## Monday, April 18, 2011

### boat puzzle:: the first trip and maximal independent sets

I'll now continue my discussion of the boat puzzle in which the goal is to get cats across a river in a boat, where there are fewer seats on the boat than cats, and certain cats must not be left with each other unsupervised.

For the first trip across the goal is simple: to leave no two incompatible cats back on the first short. For example, consider the following problem, with cats Mac, Nadia, and Flannel, where I spiced it up slightly with the requirement to also transport a supply of cat food cans:

I want to find a group which has no mutual connections to leave back on the shore. Ideally, my boat should require no more seats than the number of cats + objects to be transported in that first trip. Thus I want this group without mutual connections to be as large as possible. The largest group without connections is called the maximal independent set.

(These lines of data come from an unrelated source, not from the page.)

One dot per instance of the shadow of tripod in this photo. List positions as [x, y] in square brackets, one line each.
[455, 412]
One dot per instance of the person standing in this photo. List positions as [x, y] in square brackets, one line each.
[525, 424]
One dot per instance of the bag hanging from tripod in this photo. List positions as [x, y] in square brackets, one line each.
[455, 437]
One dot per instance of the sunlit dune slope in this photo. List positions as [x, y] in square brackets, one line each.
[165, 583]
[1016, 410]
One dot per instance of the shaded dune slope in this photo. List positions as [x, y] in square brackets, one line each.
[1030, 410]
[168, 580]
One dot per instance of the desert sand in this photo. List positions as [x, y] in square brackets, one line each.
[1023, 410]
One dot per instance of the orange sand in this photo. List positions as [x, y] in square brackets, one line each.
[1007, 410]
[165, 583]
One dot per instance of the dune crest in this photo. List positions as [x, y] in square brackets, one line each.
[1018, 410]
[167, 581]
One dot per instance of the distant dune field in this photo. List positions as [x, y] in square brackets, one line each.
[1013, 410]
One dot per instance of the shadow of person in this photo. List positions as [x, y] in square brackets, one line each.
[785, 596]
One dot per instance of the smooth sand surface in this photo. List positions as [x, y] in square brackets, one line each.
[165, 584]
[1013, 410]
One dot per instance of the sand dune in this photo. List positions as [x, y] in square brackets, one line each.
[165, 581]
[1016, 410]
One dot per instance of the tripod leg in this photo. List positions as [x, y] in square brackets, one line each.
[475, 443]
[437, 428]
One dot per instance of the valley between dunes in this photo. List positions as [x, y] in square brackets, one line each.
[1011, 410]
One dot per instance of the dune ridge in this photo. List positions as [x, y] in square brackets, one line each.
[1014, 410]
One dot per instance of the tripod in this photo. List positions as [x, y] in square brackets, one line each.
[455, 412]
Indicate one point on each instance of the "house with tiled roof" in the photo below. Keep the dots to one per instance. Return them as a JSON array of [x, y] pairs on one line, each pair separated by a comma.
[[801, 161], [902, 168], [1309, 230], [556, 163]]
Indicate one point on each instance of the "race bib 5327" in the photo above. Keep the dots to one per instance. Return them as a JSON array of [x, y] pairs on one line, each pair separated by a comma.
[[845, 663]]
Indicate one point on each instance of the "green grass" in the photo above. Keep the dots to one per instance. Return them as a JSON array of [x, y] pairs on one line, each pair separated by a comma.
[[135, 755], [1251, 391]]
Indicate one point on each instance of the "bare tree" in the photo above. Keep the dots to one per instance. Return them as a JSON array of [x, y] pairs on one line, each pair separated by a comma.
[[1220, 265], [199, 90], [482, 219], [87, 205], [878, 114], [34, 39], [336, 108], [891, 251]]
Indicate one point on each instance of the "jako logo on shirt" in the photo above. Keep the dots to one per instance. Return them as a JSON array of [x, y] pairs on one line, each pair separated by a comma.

Here is the maximal independent set for the graph shown above:

The only element not in the maximal independent set is Flannel, so Flannel goes in the boat first, and I need at least one seat in the boat to accomplish my task (which is obviously the minimum for any non-zero number of cats + objects).

If I have two seats, there is a trivial (perhaps nonoptimal) solution. I keep Flannel in one seat, while I use the other seat to transport cats across one-by-one. For example, I take Flannel + Mac, drop off Mac, go back with Flannel, pick up Nadia, drop Nadia off with Mac (leaving Flannel on the boat), go back with Flannel, pick up the cans, then exit the boat with Flannel and the cans: all across. The interesting question is if I can solve it with only enough seats to isolate the maximal independent set.

Here is another graph I described last time: Flannel, Mac, and Molly: none of the two cats can be left together unsupervised.

Here there are three candidates for the maximal independent set, each with only one member:

So I need at least two seats to solve this problem. And I can solve it with two seats: for example, I pick Molly as my independent set, and put Mac and Flannel in the boat. I drop off Flannel, and take Mac back. Then I pick up Molly and take Mac and Molly and I'm done.

The whole trick is in finding a maximal independent set which allows the problem to be solved with just enough seats on the boat to carry the others across on that first trip. Here is a randomly generated graph. The Perl code which generated this plot isn't very creative, so used numbers for the elements of the graph, as opposed to cat names:

There are three solutions for the maximal independent set here; here is an arbitrary one:

You can see I would need five seats on the boat to make the first trip. So the question is: is this enough? As I described, there is a trivial solution if there are six seats on the boat, so I want to solve it with only five.